VMware this week had to reassure industry observers that it will not ban competition from the VMworld conference, after bloggers took the company to task for releasing a policy change that appeared to prevent competing vendors from demonstrating products at the virtualization trade show.
Although hosted by VMware, the twice-yearly VMworld has become one of the primary venues for vendors to display new virtualization technology. Even rivals Citrix and Microsoft maintain a presence at the show and have made product announcements the same week as VMworld.
The event’s neutrality seemed to be threatened when VMware modified its sponsor and exhibitor agreement, a change detailed in the blog of Brian Madden, who writes about desktop and application virtualization.
Madden quotes the revised agreement as follows: “Sponsors and exhibitors must market or demonstrate products on the exhibition floor and in the sessions which are complementary to VMware products and technologies. Complementary products and services are defined as products/services that do not overlap/substitute with VMware’s products/capabilities, and help expand the reach and solution scope of VMware’s capabilities solely as deemed by VMware.”
Madden argued that this would effectively prevent competitors like Microsoft, Citrix, Neocleus and Virtual Computer from exhibiting at VMworld, which took place in Cannes, France in February and will be held in San Francisco in September.
VMware responded Thursday with a blog post of its own, saying that it never intended to ban competitors and that in fact “Microsoft and Citrix have already signed up and will of course be participating in the conference this year, as well as hundreds of other companies.”
“VMware is totally committed to continuing to make VMworld the leading virtualization conference in the world, highlighting the rich, diverse ecosystem that is the virtualization marketplace,” VMware’s blog post states. “Just to be clear, the exhibitor sponsorship contract we are using is standard across the industry. Nothing out of the ordinary or meant to limit the value of VMworld. … We encourage companies to exhibit and participate that compete with us in one fashion, but complement us in others.”

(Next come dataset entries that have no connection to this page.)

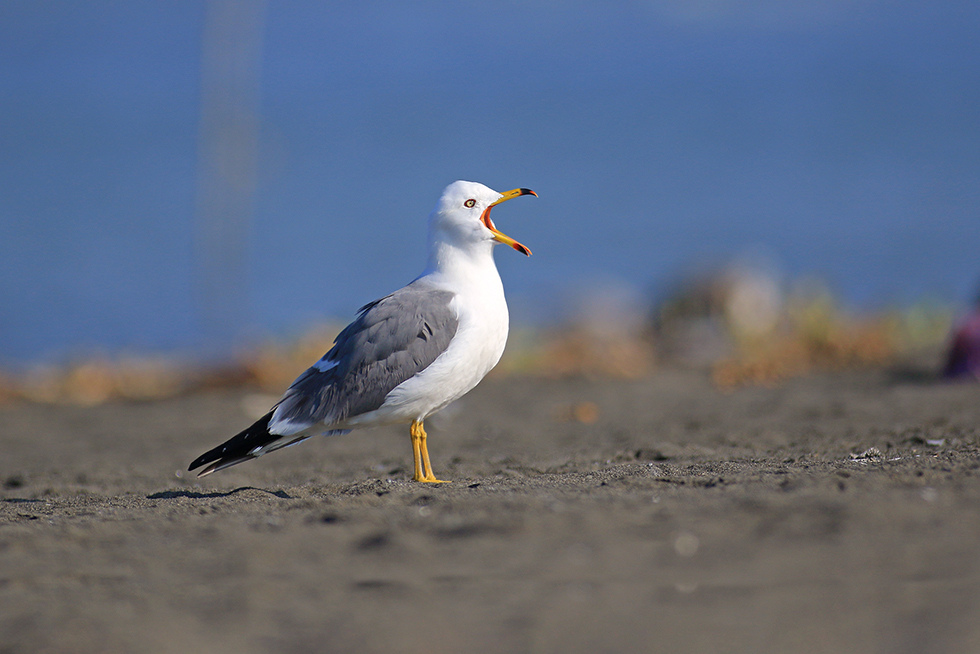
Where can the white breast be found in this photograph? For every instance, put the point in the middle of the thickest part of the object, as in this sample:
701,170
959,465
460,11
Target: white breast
475,349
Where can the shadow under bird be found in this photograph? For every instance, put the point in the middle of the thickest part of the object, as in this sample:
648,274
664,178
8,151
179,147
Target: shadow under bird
407,355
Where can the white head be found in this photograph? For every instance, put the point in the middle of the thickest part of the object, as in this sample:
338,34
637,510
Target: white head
461,218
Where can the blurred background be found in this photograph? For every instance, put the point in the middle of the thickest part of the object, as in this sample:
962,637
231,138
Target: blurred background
194,178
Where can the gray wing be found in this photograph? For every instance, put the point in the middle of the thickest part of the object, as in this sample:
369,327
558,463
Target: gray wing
390,341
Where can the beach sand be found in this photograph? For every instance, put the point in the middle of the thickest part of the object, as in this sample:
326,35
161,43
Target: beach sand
833,512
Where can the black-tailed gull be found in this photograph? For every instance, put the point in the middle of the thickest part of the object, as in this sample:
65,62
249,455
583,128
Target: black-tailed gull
408,354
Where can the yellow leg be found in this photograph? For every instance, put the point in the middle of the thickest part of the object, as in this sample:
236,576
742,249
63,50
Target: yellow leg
423,468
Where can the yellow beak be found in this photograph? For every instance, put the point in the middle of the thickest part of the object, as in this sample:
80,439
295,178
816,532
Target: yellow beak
497,234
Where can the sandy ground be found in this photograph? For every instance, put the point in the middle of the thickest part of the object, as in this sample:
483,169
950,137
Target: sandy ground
833,513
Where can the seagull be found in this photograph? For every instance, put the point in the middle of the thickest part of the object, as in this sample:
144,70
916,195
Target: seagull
407,355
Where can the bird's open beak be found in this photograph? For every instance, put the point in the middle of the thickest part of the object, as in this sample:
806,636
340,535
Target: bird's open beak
497,234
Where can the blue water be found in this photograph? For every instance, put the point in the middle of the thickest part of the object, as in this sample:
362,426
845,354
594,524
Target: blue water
841,141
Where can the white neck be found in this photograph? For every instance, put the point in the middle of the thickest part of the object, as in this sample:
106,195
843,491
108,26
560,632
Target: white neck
457,262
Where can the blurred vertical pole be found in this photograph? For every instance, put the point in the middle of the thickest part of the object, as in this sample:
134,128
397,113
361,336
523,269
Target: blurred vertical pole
227,166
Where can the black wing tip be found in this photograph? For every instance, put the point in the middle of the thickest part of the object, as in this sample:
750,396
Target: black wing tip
235,450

A VMware spokeswoman reiterated that position in an e-mail to Network World, saying “yes, competing vendors are allowed to exhibit, including exhibiting competing products.”
Madden called VMware’s clarification “great news,” and said that it appears VMware added the language simply to prevent exhibitors from criticizing VMware too harshly.
“At the last VMworld, some sponsors/exhibitors specifically trashed their competition and trashed VMware,” Madden wrote in an update after VMware clarified its position. “VMware wanted to prevent that from happening again this year, but they didn’t have any text in their sponsor agreement that would let them enforce that.”
Bloggers and Twitterers went after VMware en masse until the company clarified its VMworld plans, notes InfoWorld virtualization columnist David Marshall. The outcry in part underscores the importance of VMworld which, as Marshall writes, began as a small trade show focused on VMware’s technology but evolved into something much more comprehensive.
Without competition, VMworld – which drew 14,000 attendees to Las Vegas in September 2008 – would be quite sparse, Marshall writes.
“The problem with this newly added legal wording [to the sponsor and exhibitor agreement] is that it is hard to find a company in the virtualization market who doesn’t in some way compete with VMware,” Marshall writes. “Companies that create their own hypervisor platform immediately come to mind. These are typically VMworld’s largest sponsors — companies like Microsoft and Citrix.”
Competing products displayed at VMworld include not just server hypervisors but also desktop and application virtualization technology. Many customers go the show specifically to see what VMware’s competitors are up to, Marshall notes. While VMware’s clarification doesn’t exactly explain why it changed the wording to its sponsor and exhibitor agreement, it seems to have mostly quieted its critics.
“It sounds like everything is back to normal,” Marshall writes.